Jim and the rest of the sales staff hold a private conference in the break room and conclude that the only way to patch things up is to give the non-sales people 2 percent of their commissions. They call a meeting, complete with doughnuts and éclairs (Angela prefers non-fruit filling), but their co-workers are happy enough with the treats that they relinquish the leads before the offer’s made. (I wonder how many times in real-life that’s ever worked.)

At the dump a frustrated Michael and Dwight have it out, Dwight lamenting his passed-up offer to be assisting-to-the-regional-managering of Home Depot’s CEO and his current job (“I’ve hitched my cart to a horse with no legs”). It culminates in a trash fight before the two reconcile and drive back to the office with a scavenged beanbag chair.
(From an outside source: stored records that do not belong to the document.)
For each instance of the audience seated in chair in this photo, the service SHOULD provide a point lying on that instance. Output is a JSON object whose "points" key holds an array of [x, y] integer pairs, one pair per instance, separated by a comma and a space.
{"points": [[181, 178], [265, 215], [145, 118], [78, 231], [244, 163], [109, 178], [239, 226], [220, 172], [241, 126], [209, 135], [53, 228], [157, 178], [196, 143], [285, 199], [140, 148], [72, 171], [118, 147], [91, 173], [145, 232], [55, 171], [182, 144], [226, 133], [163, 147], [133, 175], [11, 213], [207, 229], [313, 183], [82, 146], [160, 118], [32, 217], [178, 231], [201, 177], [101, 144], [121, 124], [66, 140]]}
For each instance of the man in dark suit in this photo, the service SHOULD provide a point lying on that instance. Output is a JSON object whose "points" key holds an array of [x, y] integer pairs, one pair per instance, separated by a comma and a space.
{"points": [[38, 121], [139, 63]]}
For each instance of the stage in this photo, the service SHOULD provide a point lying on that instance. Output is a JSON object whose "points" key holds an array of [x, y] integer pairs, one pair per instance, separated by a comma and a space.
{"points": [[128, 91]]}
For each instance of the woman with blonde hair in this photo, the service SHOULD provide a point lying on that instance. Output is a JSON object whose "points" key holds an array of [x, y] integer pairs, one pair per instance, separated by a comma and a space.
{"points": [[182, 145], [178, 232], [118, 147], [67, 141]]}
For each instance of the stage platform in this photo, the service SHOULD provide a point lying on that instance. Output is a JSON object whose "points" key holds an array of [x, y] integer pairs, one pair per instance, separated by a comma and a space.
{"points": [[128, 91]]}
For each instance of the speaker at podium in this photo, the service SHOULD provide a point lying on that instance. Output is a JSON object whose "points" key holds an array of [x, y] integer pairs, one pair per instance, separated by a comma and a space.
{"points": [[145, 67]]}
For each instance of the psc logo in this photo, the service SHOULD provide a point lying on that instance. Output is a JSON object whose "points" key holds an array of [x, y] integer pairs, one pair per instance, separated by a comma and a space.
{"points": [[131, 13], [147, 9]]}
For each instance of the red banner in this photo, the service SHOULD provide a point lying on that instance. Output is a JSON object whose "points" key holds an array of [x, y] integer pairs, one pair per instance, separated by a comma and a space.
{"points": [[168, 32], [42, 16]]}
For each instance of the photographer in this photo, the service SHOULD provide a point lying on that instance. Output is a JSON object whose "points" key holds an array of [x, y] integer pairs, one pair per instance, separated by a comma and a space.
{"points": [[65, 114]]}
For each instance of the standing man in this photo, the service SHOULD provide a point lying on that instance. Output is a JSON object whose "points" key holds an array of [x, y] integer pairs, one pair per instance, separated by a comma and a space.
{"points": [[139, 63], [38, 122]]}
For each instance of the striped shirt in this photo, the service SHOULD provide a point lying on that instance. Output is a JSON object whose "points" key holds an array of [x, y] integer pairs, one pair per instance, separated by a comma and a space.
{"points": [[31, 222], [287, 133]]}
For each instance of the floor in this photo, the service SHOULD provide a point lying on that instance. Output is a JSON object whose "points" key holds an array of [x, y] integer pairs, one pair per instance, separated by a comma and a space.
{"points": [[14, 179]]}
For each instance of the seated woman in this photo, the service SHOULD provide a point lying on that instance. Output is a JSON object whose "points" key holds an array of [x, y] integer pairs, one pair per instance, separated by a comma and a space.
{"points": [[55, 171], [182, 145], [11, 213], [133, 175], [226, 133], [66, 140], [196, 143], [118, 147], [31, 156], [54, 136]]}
The episode ends with Andy and Erin sharing a sweet moment and their first kiss atop a mound of trash.

In all, another first-rate installment that gives each character a moment to shine. It’s especially great that they’ve brought back Craig Robertson as Darryl, who, in addition to having a voice that could melt diamonds, has a hilarious flair for delivering his lines as though every word were a dire warning. The awkward warmer/colder game Andy and Erin play was another highlight that made excellent use of Ed Helms’ gift for cartoonish-yet-oddly-human facial expressions and Ellie *sigh* Kemper’s cheerful naïveté. And “the lost-and-found is missing” joke is so stupid, I’m sure I’ve used it many times before…but it’s still good for a laugh.

So no Glengarry; pleased to say that The Office has enough to work with on its own.